A great way to appreciate the entire complex is to try and imagine it in its heyday. The walls of Angkor Thom, a former city that lies to the north of the Wat, run for twelve kilometers in a square circumference. They are twenty feet high and twenty five feet thick the whole way, except at the five gate points, where they tower over you, serene faces looking down knowingly. I waited for the van to drive under the gate to give it some scale:

At one point, this city was home to over a million people, and served as the capital for the Khmer (cuhm-air) Empire, which stretched from south-eastern Vietnam, through all of Cambodia, Laos and Northern Thailand to parts of what is now Myanmar. The Khmer people of Cambodia are the direct descendants of this nation, and they are fiercely proud of that fact. When a Thai actress mistakingly mentioned Angkor as part of Thailand a few years ago, riots erupted in Phnom Penh, and the Thai embassy was set on fire. Relations are still sticky.
Other bright points of touring the temples are the sites that have not received the attention of restoration workers. These are left in their crumbling state, with massive jungle trees literally strangling the rock into submission. These are fascinating, as they provide a glimpse into what many of the temples must have looked like when French explorers stumbled across them in the jungle in the nineteenth century. The root structures range from intricate to downright bizarre, as they twist and turn and wind their way over and through rock on the way to the earth below.

After my first day on the bicycle I was exhausted. I had probably ridden around twenty five or thirty kilometers, as the temples are spread out liberally.
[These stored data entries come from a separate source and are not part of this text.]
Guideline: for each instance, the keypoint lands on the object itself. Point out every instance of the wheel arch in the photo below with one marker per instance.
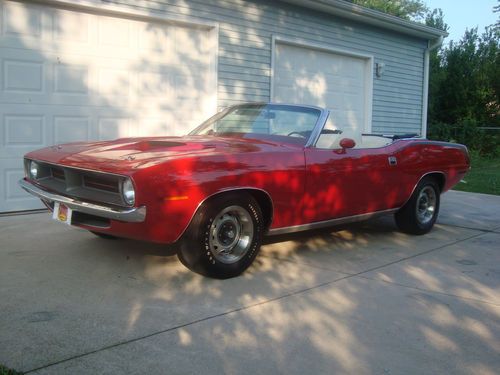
(439, 176)
(262, 197)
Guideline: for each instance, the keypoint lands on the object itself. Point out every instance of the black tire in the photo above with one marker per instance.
(224, 236)
(104, 235)
(419, 214)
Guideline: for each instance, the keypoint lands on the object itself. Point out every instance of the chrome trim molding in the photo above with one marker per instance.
(328, 223)
(132, 215)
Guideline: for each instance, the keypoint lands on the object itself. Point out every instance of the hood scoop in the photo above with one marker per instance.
(155, 144)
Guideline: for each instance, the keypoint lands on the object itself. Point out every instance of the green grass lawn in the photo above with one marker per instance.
(484, 177)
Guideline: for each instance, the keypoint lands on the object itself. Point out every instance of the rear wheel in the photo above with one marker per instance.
(419, 214)
(224, 237)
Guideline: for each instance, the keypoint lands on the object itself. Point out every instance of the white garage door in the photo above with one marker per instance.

I was on the road by seven AM and I returned to the guesthouse around six or so in the evening. Intelligently, I took each temple in at length, preferring to stop and read my book in a quiet corner, rather than try and temple hop through many sites in succession.
After a day off to relax, I woke up at four AM and took a tuk tuk up in the darkness. I arrived at Angkor Wat for the second time, but this time it was still utterly black. I stumbled blindly, making my way down the kilometer long causeway, through the gate structure and eventually through the temple itself to the beginning stages of the sunrise. As I mentioned above, the serenity of it was incredible.
At any rate, there is my insufficient attempt at relating this place to you. My only advice on coming here would be: come. Now. They already have plans for an expansive international airport, and luxury hotels are springing up everywhere in Siem Reap, the jumping off town nearby. I was not overly frustrated with the tour groups, but there were a few moments of quiet novel reading that were disturbed. I don’t understand why the Korean, Japanese, Italian and German busloads all have to speak so loudly, and all at the same time. I cannot blame them for wanting to see this place, but I wish they would break up and see it independently from the seat of a bicycle or tuk tuk, rather than a bus or, cruelly, an elephant.